What Nursing Degree Can I Earn Through an LPN to RN?
The certificate program you took to qualify as an LPN had a lot of valuable information and training, and the experience you gained in the years since is certainly at least as valuable. With an LPN to RN program you’ll be able to bridge the divide between that certificate and a full-fledged college degree, while qualifying to take the NCLEX-RN examination along the way.
Depending on whether your destination is an Associate Degree in Nursing or a Bachelor of Science in Nursing, that bridge program can be structured with one of two different exit points:
- LPN-to-RN (ADN)
- LPN-to-RN (BSN)
In either case, it shaves a year off your training, making your path faster and cheaper than the traditional route to RN licensure.
How Much Money Can I Save with an LPN-to-RN Bridge Program?
Trimming a full year off your degree plan also really keeps your costs down. Although the per-credit costs of a degree through an LPN to RN bridge program are the same as with the degree you’re ultimately going to earn – whether that’s an ADN or BSN – it’s still a full year of tuition that you won’t have to cover.

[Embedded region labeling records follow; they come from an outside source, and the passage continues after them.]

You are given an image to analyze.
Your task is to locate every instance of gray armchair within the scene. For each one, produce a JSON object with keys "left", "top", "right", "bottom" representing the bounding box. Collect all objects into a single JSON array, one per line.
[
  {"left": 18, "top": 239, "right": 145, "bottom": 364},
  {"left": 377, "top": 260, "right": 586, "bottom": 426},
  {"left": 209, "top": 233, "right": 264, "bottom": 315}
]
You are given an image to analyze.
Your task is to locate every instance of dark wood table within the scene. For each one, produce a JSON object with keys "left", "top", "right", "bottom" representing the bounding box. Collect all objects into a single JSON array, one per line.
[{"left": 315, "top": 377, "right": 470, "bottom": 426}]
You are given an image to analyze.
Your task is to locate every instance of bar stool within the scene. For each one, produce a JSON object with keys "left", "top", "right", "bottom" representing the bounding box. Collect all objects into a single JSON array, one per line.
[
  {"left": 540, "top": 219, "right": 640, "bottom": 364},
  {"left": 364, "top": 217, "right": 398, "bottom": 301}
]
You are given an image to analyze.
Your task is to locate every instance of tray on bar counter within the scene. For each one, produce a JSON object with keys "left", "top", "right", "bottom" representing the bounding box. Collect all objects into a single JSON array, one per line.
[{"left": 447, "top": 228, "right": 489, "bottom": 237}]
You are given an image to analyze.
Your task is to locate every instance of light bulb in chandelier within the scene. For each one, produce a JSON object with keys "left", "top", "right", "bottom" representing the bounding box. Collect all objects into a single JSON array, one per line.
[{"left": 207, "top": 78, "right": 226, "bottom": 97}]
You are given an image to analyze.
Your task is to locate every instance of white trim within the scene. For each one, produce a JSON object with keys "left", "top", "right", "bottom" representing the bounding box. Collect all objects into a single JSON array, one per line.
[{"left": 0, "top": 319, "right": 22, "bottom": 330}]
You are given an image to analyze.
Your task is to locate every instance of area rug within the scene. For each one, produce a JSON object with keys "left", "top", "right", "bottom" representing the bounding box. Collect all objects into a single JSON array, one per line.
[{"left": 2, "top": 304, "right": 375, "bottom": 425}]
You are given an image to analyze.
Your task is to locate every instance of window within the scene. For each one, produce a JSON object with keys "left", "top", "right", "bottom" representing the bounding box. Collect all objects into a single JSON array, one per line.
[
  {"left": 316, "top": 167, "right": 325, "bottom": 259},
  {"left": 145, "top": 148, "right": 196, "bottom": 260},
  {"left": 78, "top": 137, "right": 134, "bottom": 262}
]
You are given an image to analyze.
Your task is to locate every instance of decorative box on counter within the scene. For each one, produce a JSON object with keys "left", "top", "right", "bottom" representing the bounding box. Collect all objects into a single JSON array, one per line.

According to the National Center for Education Statistics, for a bachelor’s degree in 2018 the average cost of that one year of college at a four-year institution was more than $27,000 on average. For an associate, saving that one year of school means pocketing an extra $11,000. Either way, it’s a significant savings.
How Long Is an LPN-to-RN Program?
You’ll be able to get through an LPN to RN (ADN) program in 18 months or less. The BSN version of that same program will take about 24 months.
It may be fast, but it’s not easy. You’ll be taking college-level classes and clinicals, and as an existing nurse, you’ll be held to high expectations. Your training will be everything that the American public and the medical community expects of qualified registered nurses, plus the practical clinical experience necessary to put that new knowledge into practice.
Can You Go From an LPN to an RN Online?
As programs that are aimed at current LPNs, you’ll find they are usually built to fit your work schedule with every expectation that you’ll continue holding down your job. In fact, as a practical matter, your current place of employment is where you could complete your clinical hours.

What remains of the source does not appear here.